In our case, SLE was considered to be inactive under chloriquine and corticosteroide at the onset of abdominal pain and bloody diarrhea, and typical histopathologic changes of UC such as amicroabscess in the crypt were found in the colo-rectal mucosa.

UC may happen before or after the diagnosis of SLE (14). Our patient was treated for SLE 9 years before developing UC. Many authors described some differences(15)compared to SLE, UC presents more frequently as bloody diarrhea, abdominal pain, and tenesmus.

In all cases, the diagnosis of SLE is made according to the classification criteria for SLE, which necessitate the presence of at least 4 out of 11 clinical and laboratory criteria. The diagnosis of UC is made on the basis of typical clinical, imaging, endoscopic, and histological findings (15).

Our case problematic was related to our therapeutic options, biological therapy was normally indicated for ulcerative colitis, however, the patient was also treated for lupus, and because of the risk of aggravation of SLE after giving anti TNF alpha, we preferred reviewing our options.

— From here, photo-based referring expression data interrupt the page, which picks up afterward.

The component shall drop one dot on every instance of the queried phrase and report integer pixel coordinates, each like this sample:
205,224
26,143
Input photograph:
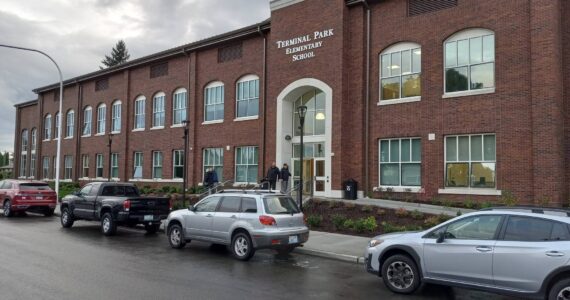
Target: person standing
272,175
285,174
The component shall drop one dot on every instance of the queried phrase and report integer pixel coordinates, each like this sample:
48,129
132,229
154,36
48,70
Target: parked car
243,220
518,251
114,204
27,195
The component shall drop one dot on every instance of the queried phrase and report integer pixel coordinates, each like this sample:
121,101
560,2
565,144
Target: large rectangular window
214,159
470,161
246,164
400,162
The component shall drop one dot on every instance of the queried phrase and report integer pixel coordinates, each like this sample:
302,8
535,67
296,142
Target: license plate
293,239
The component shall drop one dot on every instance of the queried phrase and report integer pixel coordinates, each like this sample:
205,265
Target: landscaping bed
365,220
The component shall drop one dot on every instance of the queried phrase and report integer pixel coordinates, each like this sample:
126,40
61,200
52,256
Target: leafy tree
119,55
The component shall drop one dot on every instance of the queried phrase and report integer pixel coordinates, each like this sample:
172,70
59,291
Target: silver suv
521,251
244,220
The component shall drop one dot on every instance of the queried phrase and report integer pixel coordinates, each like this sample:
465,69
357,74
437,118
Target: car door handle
554,253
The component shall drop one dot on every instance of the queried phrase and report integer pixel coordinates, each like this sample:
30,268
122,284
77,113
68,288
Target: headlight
374,243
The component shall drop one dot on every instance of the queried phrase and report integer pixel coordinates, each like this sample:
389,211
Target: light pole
60,110
302,110
186,124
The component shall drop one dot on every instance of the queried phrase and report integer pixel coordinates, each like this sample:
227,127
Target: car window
474,228
229,204
208,205
248,205
527,229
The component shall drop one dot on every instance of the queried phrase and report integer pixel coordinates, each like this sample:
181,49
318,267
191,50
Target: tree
119,55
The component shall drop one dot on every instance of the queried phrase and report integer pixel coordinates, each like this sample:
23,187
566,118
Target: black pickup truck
114,204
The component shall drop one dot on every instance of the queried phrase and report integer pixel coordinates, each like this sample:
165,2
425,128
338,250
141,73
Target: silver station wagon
243,220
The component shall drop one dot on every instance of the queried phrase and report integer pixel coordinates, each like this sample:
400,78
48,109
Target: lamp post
186,124
60,109
302,110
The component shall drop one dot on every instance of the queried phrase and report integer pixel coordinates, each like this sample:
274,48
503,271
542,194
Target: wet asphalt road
42,260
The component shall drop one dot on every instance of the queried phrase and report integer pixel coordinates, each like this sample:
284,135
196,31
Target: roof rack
533,209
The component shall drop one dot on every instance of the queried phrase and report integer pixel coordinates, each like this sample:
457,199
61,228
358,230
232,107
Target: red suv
26,195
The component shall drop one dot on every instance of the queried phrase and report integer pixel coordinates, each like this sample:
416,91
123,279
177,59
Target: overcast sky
78,34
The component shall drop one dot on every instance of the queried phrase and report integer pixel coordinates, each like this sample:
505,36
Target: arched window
400,76
101,112
140,103
470,61
87,119
116,117
247,97
179,105
158,114
214,102
47,127
70,126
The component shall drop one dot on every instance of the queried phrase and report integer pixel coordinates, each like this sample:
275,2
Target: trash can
349,187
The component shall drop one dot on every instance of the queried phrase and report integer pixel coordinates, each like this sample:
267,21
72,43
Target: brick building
448,99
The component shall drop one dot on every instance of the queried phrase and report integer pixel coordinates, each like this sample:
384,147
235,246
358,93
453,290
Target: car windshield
276,205
34,187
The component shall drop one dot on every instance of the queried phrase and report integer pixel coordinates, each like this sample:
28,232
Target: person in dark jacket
284,175
272,175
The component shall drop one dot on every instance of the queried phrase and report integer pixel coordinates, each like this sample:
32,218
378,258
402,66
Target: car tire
66,218
400,274
176,237
108,225
560,290
152,229
7,209
242,247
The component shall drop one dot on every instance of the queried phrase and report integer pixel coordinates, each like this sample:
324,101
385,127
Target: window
85,166
101,111
248,97
470,61
139,112
179,106
47,127
115,165
214,102
401,67
470,161
214,158
70,119
116,117
87,118
157,165
246,164
400,162
315,116
178,164
68,160
99,166
158,110
138,159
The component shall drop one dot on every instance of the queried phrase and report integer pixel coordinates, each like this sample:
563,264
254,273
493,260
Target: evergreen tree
119,55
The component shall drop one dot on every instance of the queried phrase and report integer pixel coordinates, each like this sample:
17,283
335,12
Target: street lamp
60,109
302,110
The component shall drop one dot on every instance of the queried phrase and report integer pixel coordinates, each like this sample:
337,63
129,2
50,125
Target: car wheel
242,247
151,229
400,274
176,237
66,218
7,209
108,225
560,290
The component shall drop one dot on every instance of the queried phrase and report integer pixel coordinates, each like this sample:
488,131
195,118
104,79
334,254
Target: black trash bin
349,187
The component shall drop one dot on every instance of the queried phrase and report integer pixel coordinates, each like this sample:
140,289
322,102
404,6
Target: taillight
127,205
267,220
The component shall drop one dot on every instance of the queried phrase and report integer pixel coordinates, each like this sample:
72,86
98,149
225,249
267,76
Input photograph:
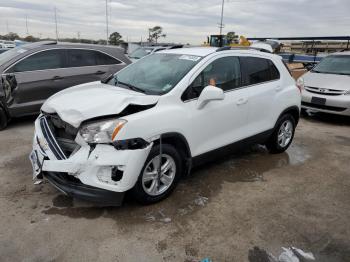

To understand the risk of anti TNF alpha induced SLE, we reviewed some cases of lupus like reaction, and DILE (drug induced erythematosus) and its pathogenesis.

Drug-induced lupus erythematosus (DILE) is defined as a lupus-like syndrome temporally related to continuous drug exposure which resolves after discontinuation of the offending drug. There are currently no standard diagnostic criteria for DILE and the pathomechanisms are still unclear. Similarly to idiopathic lupus, DILE can be diveded into systemic (SLE), subacute cutaneous (SCLE) and chronic cutaneous lupus (CCLE). Systemic DILE is characterized by typical lupus-like symptoms including skin signs, usually mild systemic involvement and a typical laboratory profile with positive antinuclear and anti-histone antibodies, while anti-double strand (ds) DNA and anti-extractable nuclear antigens antibodies are rare (16).

Sulphasalazine and Anti TNF alpha have been associated with DILE in several cases in the literature (17). Yet this risk of developing Lupus under anti TNF alpha is very low (17), which leads to asking if we should or not use biological therapy in patients with SLE.

Here are some cases of DILE, in patients treated for UC.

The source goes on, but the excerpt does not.